Seküler hilafet (2)
Cumhuriyet yazarı Emre Kongar bu hafta 'Seküler hilafet (2)' başlıklı yazısını kaleme aldı.
Prof. Dr. Naciye Selin Şenocak’ın 2015 yılında yaptığı “Seküler Hilafet” açıklaması, iktidarın Riyad’daki “Süper Kupa” futbol skandalını ve Atatürkçü tepkileri dengelemek için yaptırdığı Gazze mitinginde Hilafet istekleri gündeme gelince yeniden tartışmaya açıldı.
İçlerinde benim de olduğum pek çok kişi “Seküler Hilafet” kavramını “yaşayan ölü” gibi, zıt niteliklere sahip “Oksimoron” bir tanım olduğunu söyleyerek eleştirdi.
Kendisine haksızlık etmemek için, bu eleştirilere karşı Şenocak’ın yaptığı savunmayı bu yazıdan önce, dün yayımladım.
Bugün, 2015 yılındaki ilk konuşmasını aktararak “Seküler Hilafet” kavramını irdelemeye başlayacağım.
***
Şenocak 2015 konuşmasında şöyle demiş:
“Özellikle altını çizmek istediğim husus, hilafet konusunda, yani hilafetin yeniden gündeme gelmesi gerektiği.

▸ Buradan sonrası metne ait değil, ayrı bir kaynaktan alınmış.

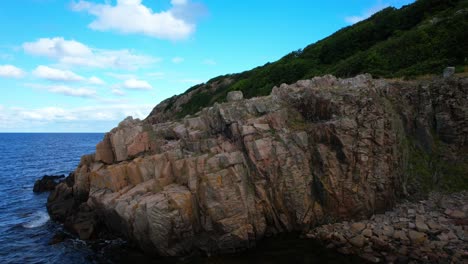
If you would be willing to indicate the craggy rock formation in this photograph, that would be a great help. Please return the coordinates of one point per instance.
(47, 183)
(222, 179)
(430, 231)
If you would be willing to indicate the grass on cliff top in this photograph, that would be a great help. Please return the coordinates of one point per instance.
(418, 39)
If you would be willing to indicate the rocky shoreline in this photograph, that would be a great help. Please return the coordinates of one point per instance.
(220, 180)
(430, 231)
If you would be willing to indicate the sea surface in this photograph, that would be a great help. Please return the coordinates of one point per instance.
(26, 229)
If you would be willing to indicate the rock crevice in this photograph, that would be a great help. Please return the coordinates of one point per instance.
(222, 179)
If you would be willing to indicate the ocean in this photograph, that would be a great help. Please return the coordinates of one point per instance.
(26, 229)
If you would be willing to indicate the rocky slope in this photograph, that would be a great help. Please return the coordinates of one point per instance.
(430, 231)
(309, 153)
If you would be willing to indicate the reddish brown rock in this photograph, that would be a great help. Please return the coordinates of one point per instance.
(225, 177)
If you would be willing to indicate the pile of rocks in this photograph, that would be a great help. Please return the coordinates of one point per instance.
(47, 183)
(433, 230)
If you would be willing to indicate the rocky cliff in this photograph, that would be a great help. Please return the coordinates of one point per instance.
(309, 153)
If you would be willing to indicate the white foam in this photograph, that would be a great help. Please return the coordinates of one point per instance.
(37, 219)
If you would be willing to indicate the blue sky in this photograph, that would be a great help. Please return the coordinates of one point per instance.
(83, 66)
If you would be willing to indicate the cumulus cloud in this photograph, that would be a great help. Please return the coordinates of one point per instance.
(114, 112)
(137, 84)
(96, 81)
(132, 16)
(53, 74)
(177, 60)
(156, 75)
(209, 62)
(74, 53)
(66, 90)
(101, 117)
(191, 81)
(10, 71)
(57, 75)
(118, 92)
(367, 13)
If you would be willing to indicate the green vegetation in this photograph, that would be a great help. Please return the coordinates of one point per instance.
(417, 39)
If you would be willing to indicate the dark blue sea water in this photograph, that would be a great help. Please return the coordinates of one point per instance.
(26, 230)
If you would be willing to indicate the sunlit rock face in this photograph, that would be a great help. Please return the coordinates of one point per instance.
(223, 178)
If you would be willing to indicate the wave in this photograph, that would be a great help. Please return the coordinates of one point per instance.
(37, 219)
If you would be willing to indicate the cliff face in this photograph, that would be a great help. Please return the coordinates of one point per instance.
(222, 179)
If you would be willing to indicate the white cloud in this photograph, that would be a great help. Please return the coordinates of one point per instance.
(57, 48)
(137, 84)
(131, 16)
(118, 92)
(178, 2)
(17, 118)
(367, 13)
(95, 80)
(209, 62)
(74, 53)
(10, 71)
(177, 60)
(192, 81)
(53, 74)
(66, 90)
(156, 75)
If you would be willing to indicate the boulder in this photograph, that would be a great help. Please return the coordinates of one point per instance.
(234, 96)
(448, 72)
(47, 183)
(227, 176)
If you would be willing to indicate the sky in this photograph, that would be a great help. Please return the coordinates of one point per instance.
(83, 66)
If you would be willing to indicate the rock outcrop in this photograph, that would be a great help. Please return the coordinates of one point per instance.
(220, 180)
(430, 231)
(47, 183)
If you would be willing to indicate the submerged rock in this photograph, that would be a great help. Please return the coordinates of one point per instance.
(224, 178)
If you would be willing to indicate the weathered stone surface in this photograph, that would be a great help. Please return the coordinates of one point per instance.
(448, 72)
(417, 237)
(442, 243)
(234, 96)
(223, 178)
(47, 183)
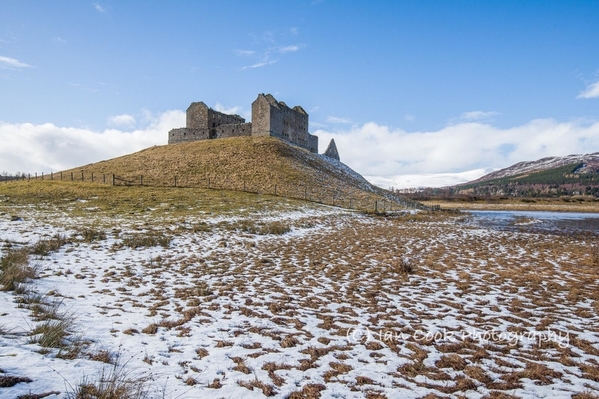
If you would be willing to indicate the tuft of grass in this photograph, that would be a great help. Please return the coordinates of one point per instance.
(264, 228)
(15, 270)
(115, 383)
(45, 247)
(146, 240)
(92, 234)
(267, 389)
(52, 333)
(404, 266)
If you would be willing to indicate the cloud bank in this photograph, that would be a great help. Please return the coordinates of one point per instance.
(8, 62)
(591, 91)
(33, 148)
(456, 153)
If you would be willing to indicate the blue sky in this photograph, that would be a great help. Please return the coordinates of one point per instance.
(439, 91)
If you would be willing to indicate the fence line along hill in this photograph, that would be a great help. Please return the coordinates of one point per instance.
(256, 164)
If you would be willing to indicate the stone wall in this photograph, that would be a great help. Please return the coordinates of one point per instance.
(274, 118)
(184, 135)
(269, 118)
(200, 116)
(236, 130)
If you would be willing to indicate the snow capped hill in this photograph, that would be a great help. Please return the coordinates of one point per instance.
(590, 164)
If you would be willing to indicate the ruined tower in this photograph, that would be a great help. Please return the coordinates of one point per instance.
(331, 151)
(269, 118)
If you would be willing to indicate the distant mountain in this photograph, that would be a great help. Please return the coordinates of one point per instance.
(588, 163)
(546, 177)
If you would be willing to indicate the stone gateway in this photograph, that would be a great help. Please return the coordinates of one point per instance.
(269, 118)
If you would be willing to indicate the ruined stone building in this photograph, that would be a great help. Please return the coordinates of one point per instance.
(269, 118)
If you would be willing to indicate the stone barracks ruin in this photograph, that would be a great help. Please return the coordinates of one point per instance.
(269, 118)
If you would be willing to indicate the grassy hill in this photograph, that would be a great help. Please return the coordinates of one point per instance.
(256, 164)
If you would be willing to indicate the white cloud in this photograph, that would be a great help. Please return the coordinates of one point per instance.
(259, 64)
(125, 121)
(389, 157)
(230, 110)
(426, 179)
(477, 115)
(377, 150)
(289, 49)
(591, 91)
(46, 147)
(334, 119)
(245, 52)
(8, 62)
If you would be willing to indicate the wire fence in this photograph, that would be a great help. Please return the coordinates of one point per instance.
(378, 200)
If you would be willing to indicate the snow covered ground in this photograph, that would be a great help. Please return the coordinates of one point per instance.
(208, 306)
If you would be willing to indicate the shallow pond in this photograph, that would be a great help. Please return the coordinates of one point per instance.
(536, 221)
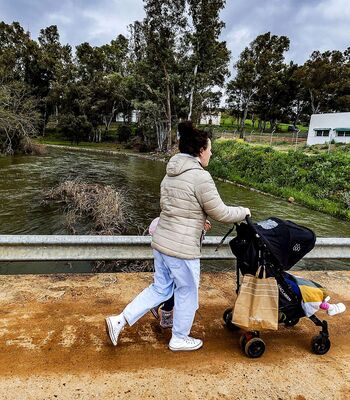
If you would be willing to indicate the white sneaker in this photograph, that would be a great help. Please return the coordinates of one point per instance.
(114, 325)
(335, 309)
(186, 344)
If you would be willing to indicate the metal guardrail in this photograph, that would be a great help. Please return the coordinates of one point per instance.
(60, 247)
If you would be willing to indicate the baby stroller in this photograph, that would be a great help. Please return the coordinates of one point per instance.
(278, 245)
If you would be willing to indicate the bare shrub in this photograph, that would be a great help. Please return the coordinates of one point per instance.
(102, 205)
(123, 266)
(106, 210)
(28, 147)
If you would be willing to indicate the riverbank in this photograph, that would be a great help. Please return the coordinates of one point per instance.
(319, 182)
(54, 346)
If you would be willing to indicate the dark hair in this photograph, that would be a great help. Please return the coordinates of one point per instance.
(191, 140)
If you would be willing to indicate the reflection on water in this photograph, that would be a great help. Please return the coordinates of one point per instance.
(24, 178)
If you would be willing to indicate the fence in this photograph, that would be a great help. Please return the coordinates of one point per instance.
(72, 248)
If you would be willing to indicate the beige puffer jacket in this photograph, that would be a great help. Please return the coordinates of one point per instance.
(188, 196)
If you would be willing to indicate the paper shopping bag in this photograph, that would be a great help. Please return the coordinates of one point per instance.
(256, 307)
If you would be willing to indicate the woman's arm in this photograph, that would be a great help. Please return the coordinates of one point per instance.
(210, 200)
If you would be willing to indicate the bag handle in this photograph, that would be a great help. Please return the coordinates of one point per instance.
(258, 272)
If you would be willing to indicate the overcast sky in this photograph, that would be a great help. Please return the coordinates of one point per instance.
(310, 24)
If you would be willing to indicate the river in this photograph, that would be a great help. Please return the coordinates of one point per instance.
(25, 178)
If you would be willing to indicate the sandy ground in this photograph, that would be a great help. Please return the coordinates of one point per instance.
(53, 345)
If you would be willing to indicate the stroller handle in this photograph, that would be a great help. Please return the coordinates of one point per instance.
(249, 220)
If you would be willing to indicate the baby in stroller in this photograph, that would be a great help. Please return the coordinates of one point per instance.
(278, 245)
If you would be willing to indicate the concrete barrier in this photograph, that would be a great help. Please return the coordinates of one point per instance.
(61, 247)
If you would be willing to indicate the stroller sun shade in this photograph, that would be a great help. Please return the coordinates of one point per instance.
(286, 242)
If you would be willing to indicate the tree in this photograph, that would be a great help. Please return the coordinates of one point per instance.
(208, 57)
(325, 76)
(19, 117)
(259, 75)
(164, 19)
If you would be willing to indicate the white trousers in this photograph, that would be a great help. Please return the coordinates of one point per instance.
(172, 276)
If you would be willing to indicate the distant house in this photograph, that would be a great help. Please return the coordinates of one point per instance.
(135, 116)
(324, 128)
(210, 118)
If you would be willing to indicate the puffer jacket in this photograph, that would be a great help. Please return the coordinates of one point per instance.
(188, 196)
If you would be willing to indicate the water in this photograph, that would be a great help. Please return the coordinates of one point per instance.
(25, 178)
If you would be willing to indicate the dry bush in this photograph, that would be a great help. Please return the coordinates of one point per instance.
(28, 147)
(103, 208)
(123, 266)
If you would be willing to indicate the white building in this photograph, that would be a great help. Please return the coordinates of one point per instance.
(135, 116)
(324, 128)
(210, 118)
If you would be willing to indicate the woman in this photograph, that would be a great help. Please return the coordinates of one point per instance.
(188, 196)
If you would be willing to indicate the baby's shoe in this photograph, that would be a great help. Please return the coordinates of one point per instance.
(155, 311)
(335, 309)
(114, 325)
(166, 319)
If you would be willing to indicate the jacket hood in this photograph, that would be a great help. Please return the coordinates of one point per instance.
(181, 163)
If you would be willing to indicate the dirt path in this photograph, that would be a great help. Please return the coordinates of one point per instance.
(53, 345)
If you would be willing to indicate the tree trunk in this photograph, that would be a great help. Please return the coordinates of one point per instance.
(192, 92)
(241, 128)
(168, 108)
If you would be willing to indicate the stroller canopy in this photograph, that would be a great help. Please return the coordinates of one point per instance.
(286, 242)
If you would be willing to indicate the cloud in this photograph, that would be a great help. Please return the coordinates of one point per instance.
(310, 25)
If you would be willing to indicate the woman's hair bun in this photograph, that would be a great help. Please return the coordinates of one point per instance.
(185, 128)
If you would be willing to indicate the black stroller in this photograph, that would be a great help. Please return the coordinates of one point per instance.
(278, 245)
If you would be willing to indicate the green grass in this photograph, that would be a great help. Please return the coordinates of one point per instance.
(320, 182)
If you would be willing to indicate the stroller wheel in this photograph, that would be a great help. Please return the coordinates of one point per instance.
(320, 344)
(291, 322)
(254, 348)
(228, 320)
(246, 337)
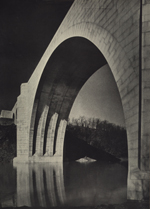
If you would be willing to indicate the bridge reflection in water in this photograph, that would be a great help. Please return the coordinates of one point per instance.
(40, 185)
(64, 184)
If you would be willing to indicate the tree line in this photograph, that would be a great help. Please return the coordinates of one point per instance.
(107, 136)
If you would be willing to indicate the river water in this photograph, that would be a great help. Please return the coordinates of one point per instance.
(67, 184)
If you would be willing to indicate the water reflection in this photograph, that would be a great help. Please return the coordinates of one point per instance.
(40, 185)
(68, 184)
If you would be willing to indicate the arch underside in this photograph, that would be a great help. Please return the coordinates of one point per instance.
(69, 67)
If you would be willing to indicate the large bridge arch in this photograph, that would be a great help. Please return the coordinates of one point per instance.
(122, 54)
(124, 74)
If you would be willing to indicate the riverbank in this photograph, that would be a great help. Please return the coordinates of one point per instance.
(130, 204)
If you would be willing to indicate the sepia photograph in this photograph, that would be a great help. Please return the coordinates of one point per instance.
(75, 104)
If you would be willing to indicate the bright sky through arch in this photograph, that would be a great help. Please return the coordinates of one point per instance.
(99, 98)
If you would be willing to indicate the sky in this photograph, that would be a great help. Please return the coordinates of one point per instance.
(26, 29)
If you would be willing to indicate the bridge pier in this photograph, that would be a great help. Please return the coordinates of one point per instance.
(114, 28)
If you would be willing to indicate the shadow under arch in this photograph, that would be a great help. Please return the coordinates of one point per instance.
(119, 63)
(69, 67)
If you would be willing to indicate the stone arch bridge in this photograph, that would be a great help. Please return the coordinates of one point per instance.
(117, 32)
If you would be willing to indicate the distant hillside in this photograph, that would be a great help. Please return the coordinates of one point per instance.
(75, 148)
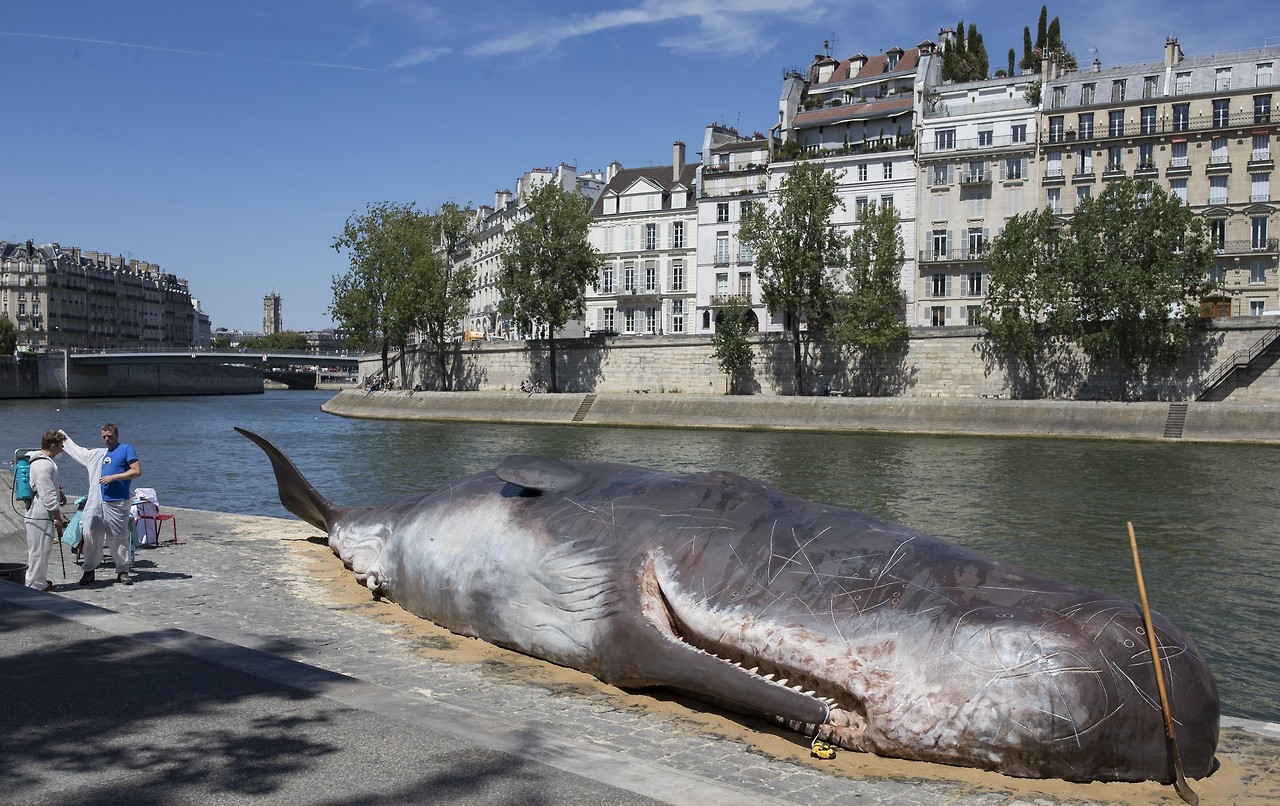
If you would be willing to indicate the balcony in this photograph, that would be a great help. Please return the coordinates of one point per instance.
(952, 256)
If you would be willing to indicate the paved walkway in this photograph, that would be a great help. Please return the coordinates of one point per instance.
(228, 672)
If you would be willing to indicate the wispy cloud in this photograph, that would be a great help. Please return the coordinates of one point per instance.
(176, 50)
(725, 27)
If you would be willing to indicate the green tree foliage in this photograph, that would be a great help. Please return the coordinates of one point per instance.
(1124, 279)
(1139, 264)
(289, 340)
(8, 337)
(795, 243)
(548, 262)
(967, 58)
(398, 282)
(1024, 289)
(869, 308)
(730, 343)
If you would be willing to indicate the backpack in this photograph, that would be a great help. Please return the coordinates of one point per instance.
(22, 489)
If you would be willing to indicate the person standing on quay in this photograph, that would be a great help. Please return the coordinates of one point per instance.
(44, 518)
(106, 512)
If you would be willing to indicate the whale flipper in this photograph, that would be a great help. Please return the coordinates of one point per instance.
(297, 495)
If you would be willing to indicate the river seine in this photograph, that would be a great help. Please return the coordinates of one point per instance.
(1207, 517)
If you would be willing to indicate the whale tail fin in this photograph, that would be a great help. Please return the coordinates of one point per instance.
(296, 493)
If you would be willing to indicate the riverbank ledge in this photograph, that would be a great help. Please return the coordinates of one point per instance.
(1212, 422)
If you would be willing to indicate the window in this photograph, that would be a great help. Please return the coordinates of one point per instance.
(650, 237)
(1054, 166)
(977, 246)
(1217, 233)
(1086, 126)
(1217, 151)
(1115, 123)
(1261, 149)
(1182, 117)
(1115, 159)
(1257, 234)
(1262, 109)
(940, 246)
(677, 315)
(1217, 189)
(1221, 113)
(1055, 129)
(1148, 119)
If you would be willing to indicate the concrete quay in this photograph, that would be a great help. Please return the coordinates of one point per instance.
(246, 663)
(1216, 422)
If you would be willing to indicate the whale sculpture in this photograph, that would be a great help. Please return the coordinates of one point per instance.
(871, 635)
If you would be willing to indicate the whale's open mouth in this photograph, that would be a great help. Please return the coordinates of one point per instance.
(835, 714)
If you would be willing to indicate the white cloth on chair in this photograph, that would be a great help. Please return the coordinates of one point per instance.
(144, 509)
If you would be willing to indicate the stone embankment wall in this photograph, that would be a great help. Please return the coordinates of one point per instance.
(1226, 422)
(49, 376)
(954, 362)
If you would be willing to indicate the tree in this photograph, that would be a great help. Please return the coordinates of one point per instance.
(1025, 287)
(869, 310)
(730, 344)
(795, 243)
(1138, 262)
(548, 262)
(397, 282)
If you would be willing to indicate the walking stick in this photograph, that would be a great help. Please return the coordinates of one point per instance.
(1180, 784)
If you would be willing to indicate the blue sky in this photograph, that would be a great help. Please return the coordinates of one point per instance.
(229, 140)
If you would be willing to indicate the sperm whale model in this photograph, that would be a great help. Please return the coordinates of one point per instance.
(871, 635)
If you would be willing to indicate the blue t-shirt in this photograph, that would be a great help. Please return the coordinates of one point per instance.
(117, 462)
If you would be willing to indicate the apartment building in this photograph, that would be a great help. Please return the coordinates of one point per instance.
(69, 298)
(1200, 127)
(732, 177)
(644, 224)
(858, 117)
(977, 166)
(490, 228)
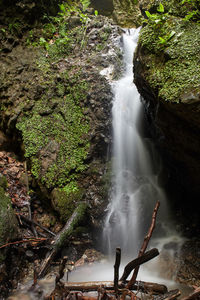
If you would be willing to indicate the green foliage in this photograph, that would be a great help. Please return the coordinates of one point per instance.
(173, 69)
(68, 135)
(85, 4)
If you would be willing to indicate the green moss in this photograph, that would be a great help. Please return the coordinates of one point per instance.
(8, 222)
(55, 131)
(65, 200)
(81, 211)
(173, 67)
(3, 182)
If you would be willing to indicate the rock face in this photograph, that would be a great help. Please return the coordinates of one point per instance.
(56, 107)
(167, 77)
(8, 221)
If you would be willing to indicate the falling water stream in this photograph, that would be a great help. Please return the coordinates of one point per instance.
(135, 169)
(135, 188)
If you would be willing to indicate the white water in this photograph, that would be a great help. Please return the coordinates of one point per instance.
(135, 188)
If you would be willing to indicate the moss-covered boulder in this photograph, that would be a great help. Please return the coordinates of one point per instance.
(8, 222)
(65, 200)
(3, 182)
(167, 75)
(127, 13)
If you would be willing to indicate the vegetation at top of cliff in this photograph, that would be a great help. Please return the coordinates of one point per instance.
(171, 46)
(188, 9)
(54, 126)
(63, 32)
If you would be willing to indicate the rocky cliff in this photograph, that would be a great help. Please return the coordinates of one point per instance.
(168, 79)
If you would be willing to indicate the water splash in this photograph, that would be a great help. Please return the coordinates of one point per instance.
(135, 188)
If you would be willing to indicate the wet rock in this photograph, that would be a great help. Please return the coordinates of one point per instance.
(8, 222)
(3, 182)
(172, 110)
(89, 256)
(188, 272)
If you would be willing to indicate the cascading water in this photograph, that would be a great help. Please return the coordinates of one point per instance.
(135, 170)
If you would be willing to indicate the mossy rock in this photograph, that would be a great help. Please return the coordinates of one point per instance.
(3, 182)
(8, 222)
(172, 66)
(65, 200)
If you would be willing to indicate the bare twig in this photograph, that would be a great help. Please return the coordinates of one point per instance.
(138, 261)
(193, 295)
(145, 244)
(24, 241)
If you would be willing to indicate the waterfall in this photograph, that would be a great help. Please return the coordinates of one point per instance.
(135, 167)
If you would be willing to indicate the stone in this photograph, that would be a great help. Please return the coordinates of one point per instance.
(8, 222)
(3, 182)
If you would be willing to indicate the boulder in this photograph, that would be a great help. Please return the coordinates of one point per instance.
(168, 79)
(8, 223)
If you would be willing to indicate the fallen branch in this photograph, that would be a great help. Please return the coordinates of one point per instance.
(171, 295)
(193, 295)
(116, 268)
(138, 261)
(60, 239)
(24, 241)
(145, 244)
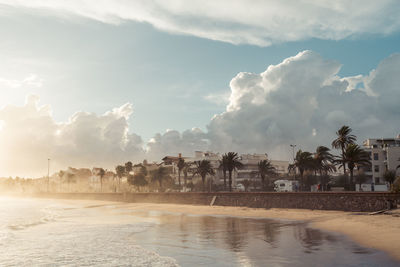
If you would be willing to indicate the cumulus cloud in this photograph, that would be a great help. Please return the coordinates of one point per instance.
(252, 22)
(30, 135)
(301, 101)
(173, 142)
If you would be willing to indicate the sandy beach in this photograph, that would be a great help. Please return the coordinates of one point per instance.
(380, 232)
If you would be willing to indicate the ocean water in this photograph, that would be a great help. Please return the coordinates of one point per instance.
(39, 232)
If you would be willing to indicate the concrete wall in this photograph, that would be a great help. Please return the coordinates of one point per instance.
(345, 201)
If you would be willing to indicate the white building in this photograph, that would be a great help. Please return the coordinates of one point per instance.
(385, 155)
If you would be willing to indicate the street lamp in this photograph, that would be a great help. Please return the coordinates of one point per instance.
(293, 146)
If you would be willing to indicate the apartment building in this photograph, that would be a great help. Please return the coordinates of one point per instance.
(248, 172)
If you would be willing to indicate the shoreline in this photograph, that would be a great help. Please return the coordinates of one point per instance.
(381, 232)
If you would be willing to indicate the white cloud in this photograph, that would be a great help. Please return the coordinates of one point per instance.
(220, 99)
(31, 81)
(253, 22)
(30, 136)
(172, 142)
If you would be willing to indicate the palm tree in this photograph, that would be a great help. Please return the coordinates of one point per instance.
(389, 176)
(101, 173)
(128, 167)
(354, 156)
(120, 171)
(159, 175)
(265, 168)
(180, 165)
(70, 178)
(303, 161)
(232, 163)
(223, 165)
(344, 138)
(323, 161)
(185, 172)
(202, 168)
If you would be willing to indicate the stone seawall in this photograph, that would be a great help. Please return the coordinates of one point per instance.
(344, 201)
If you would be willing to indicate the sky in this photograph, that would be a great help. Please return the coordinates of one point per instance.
(97, 83)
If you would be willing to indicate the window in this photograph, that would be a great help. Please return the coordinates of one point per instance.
(376, 168)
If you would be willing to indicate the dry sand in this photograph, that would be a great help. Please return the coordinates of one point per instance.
(380, 232)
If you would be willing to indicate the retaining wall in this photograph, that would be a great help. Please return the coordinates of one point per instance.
(344, 201)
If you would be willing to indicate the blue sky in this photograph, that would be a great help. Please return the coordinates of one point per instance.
(93, 66)
(174, 77)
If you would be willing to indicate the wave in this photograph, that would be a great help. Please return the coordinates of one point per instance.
(48, 214)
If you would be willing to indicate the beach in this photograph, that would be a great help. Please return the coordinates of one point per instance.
(381, 232)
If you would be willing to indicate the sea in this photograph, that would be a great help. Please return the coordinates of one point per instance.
(43, 232)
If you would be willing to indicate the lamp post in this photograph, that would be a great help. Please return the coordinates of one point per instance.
(48, 174)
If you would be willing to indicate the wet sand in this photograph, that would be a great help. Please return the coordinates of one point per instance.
(380, 232)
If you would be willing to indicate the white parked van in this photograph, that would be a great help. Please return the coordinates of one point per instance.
(286, 186)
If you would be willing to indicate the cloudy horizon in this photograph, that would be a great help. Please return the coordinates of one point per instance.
(115, 81)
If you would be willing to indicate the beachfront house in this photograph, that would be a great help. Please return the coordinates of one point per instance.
(248, 172)
(384, 155)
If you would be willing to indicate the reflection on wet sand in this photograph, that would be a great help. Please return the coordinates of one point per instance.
(227, 241)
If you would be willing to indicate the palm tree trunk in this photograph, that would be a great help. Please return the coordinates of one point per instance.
(343, 162)
(262, 182)
(351, 178)
(230, 181)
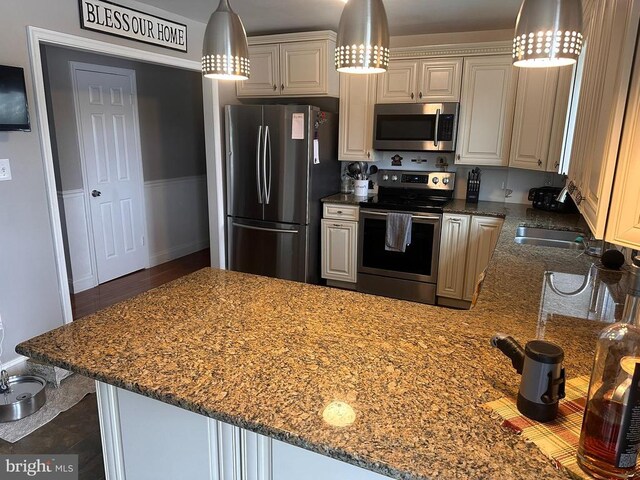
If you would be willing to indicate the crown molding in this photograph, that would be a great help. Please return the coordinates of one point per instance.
(294, 37)
(454, 50)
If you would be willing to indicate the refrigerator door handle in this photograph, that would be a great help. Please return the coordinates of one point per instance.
(258, 172)
(267, 184)
(263, 229)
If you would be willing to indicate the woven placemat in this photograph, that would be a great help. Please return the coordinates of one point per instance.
(557, 439)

Ve Türkiye’nin liderliğinde bunun yapılması gerekiyor.
Şöyle ki İttihadı İslam Teşkilatı çerçevesinde Müslüman ülkelerin bir araya geldiği, seküler bir şekilde; yani bahsettiğim dini bir yapılanma değil, dini bir hilafet değil, seküler bir hilafet.
Nedir bu? Müslüman ülkelerinin siyasi işbirliği içerisinde kendilerine karşı yönetilen tehditlerde olsun, gerek onların haklarının korunması olsun, algı problemi olsun, içerideki çarpık yapılaşmayı yeniden düzene sokabilecek bir teşkilat lazım.
Bunun da başını Türkiye çekebilir. Çünkü hilafet kurumu halen bizde mevcut. Büyük Millet Meclisi’nde mevcut.